Answers to Pop Quiz.
Answer to 1:
c. Turn on a dime, willfully contradicting your previous prediction, thereby undermining your standing with yourself and others.
Answer to 2:
Yes, cognitive dissonance is very important.
Animal behaviorists have observed apparent delight, even in phlegmatic creatures like cows, when they understand something. Even in this scientific age, one may reasonably suspect that humans share the joy. In fact, it appears that humans, regardless of how smart they may really be, have a core need to think they understand how the world works. For a detailed analysis of how humans furnish their head spaces have a look at Vilfredo Pareto’s Trattato di sociologia generale.
The root of cognitive dissonance is the reluctance to throw out mental furniture. Just as you get comfortable in your chair, some rude fact-o-tum (wrong word, but the pun is irresistible) yanks it out from under you. To be wrong, over and over, is one of the humiliations of the predictor. Get used to it.
At any moment, all we have is a picture painted by the facts. The picture changes unexpectedly as a result of our ignorance, which, relying on open sources, is completely excusable.
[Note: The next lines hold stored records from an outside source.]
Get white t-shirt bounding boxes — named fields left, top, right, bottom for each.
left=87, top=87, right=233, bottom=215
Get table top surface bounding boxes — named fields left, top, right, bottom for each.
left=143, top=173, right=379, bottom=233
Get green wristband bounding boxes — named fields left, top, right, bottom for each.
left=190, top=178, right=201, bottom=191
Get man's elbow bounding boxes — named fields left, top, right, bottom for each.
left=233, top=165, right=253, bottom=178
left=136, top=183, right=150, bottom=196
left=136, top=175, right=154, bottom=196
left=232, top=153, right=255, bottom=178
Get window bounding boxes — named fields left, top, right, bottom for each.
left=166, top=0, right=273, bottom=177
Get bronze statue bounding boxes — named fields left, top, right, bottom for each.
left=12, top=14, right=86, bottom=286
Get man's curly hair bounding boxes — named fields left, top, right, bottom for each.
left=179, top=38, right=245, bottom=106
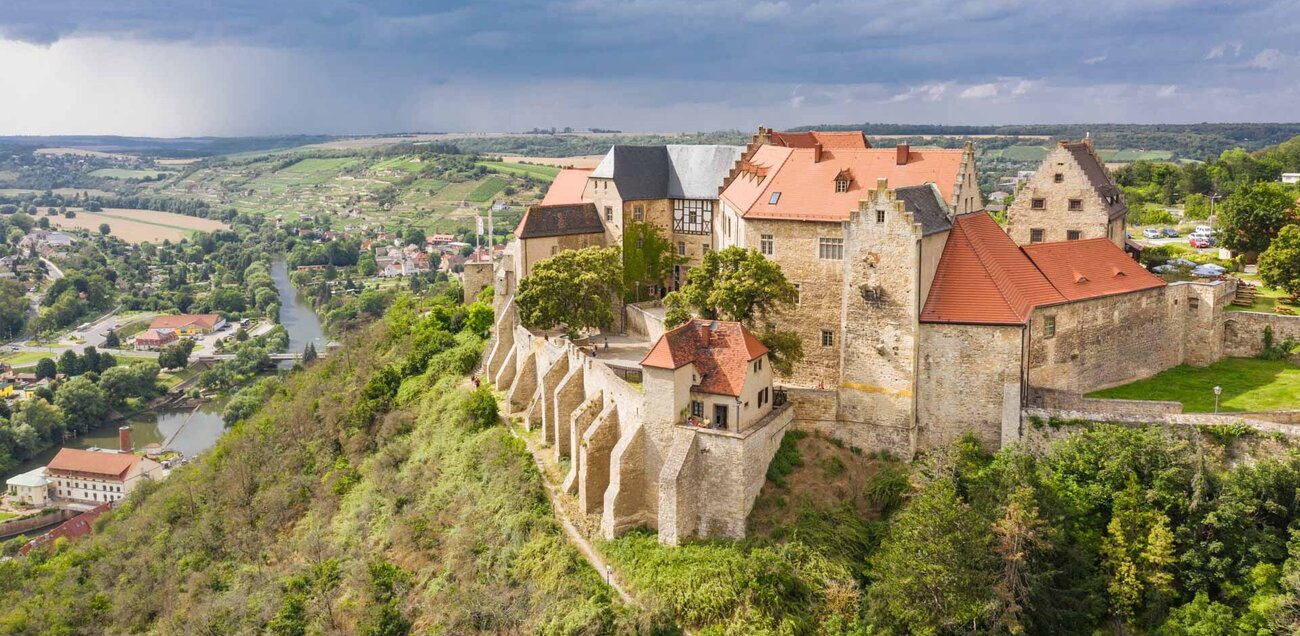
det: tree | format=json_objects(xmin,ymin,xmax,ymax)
[
  {"xmin": 104, "ymin": 329, "xmax": 120, "ymax": 348},
  {"xmin": 16, "ymin": 398, "xmax": 64, "ymax": 444},
  {"xmin": 98, "ymin": 223, "xmax": 111, "ymax": 235},
  {"xmin": 358, "ymin": 252, "xmax": 378, "ymax": 276},
  {"xmin": 158, "ymin": 339, "xmax": 196, "ymax": 370},
  {"xmin": 58, "ymin": 349, "xmax": 82, "ymax": 376},
  {"xmin": 34, "ymin": 357, "xmax": 57, "ymax": 380},
  {"xmin": 1259, "ymin": 224, "xmax": 1300, "ymax": 297},
  {"xmin": 1215, "ymin": 182, "xmax": 1298, "ymax": 254},
  {"xmin": 867, "ymin": 478, "xmax": 998, "ymax": 633},
  {"xmin": 0, "ymin": 279, "xmax": 26, "ymax": 339},
  {"xmin": 302, "ymin": 342, "xmax": 318, "ymax": 364},
  {"xmin": 1183, "ymin": 193, "xmax": 1211, "ymax": 220},
  {"xmin": 515, "ymin": 246, "xmax": 623, "ymax": 336},
  {"xmin": 464, "ymin": 301, "xmax": 493, "ymax": 337},
  {"xmin": 55, "ymin": 376, "xmax": 108, "ymax": 434},
  {"xmin": 402, "ymin": 227, "xmax": 425, "ymax": 247}
]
Two of my posts demonstrate this. Which ones were they?
All this is in the context of the predictor. The product of the predictor incorporates the costs of failure and benefits of success in a linear fashion. For the decision maker (of a course of action), the costs and benefits are not symmetrical. It is wise to keep the processes of decision, and of action, separate, because the cost structures are so different. Both the predictor and decision maker must be diligent, but the decision maker’s course of action has consequences that unfold over time, while the product of the predictor is an instantaneous value.